I'm looking for any references for result relevant to the following conjecture:
Conjecture: For any computable Lagrangian $\mathbb{R}^{2n+1} \to \mathbb{R}$, $\mathcal{L}(t,{\bf q}, {\bf \dot{q}})$, then for any computable initial conditions ${\bf q}(0), {\bf \dot{q}}(0)$, ${\bf q}(t), {\bf \dot{q}}(t)$ are computable functions. Where computability is taken in the type-2 theory of effectivity sense as laid out by Weihrauch.
There is also the analogous conjecture for computable Hamiltonians and ${\bf q}, {\bf p}$.

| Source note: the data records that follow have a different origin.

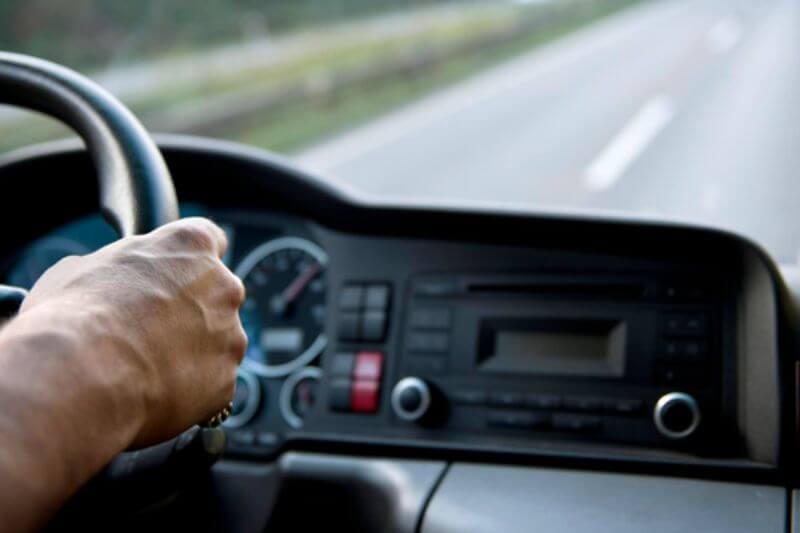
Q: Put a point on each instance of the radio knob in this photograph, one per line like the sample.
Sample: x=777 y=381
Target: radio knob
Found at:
x=676 y=415
x=411 y=399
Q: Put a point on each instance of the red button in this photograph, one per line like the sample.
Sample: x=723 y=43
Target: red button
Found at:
x=364 y=396
x=368 y=366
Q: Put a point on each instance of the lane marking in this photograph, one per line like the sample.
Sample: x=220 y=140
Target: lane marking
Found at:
x=494 y=82
x=724 y=35
x=611 y=162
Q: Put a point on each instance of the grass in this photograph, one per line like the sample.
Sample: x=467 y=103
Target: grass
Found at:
x=296 y=126
x=287 y=124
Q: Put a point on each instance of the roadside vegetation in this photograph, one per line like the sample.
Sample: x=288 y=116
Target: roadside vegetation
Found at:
x=318 y=72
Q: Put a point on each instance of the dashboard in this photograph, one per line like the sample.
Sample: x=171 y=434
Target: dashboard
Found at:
x=460 y=336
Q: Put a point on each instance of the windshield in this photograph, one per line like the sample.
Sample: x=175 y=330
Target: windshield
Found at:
x=682 y=109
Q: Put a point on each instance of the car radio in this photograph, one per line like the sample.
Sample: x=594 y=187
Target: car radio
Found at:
x=623 y=359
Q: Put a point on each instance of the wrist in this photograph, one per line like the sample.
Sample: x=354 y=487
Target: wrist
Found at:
x=71 y=346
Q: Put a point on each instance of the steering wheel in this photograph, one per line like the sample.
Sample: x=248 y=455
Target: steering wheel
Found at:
x=136 y=195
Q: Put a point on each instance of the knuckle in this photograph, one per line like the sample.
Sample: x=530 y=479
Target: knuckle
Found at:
x=238 y=343
x=235 y=292
x=194 y=236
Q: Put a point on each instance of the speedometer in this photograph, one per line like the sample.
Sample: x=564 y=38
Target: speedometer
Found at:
x=284 y=313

In this physics stack exchange post, a user claim without apparent evidence that "classical mechanics is known to be non-computable", though I'm not really sure what that is intended to mean, also he didn't give a reference (and I haven't been able to find one, he reference "rapidly accelerating computer" as part of the proof of this claim, though that doesn't give any useful results on a first search). Of course we need constraints on what kinds of Lagrangians/Hamiltonians/force laws we are working with, because if these are themselves noncomputable functions, there are certainly cases where the particle trajectories are noncomputable.
Any relevant papers would be much appreciated. Of course, counterexample would be good as well. It's worth noting the there is a result by Pour-El and Richards that says the wave equation will time evolve "computable" initial data to a "non-computable" state for a computable time value. This is using I believe a different notion of computability from Weihrauch and there is a paper by Weihrauch and Zhong that explain that the Pour-El/Richards result doesn't violate the physical Church-Turing thesis and that the solution is always computable in the sense laid out in the paper.
PS: If any references for the case that we are working with field Lagrangians/Hamiltonians are known, they are also welcome.
Note: I have looked at Physics and Church–Turing Thesis on MO. I don't think anything there is useful to this problem.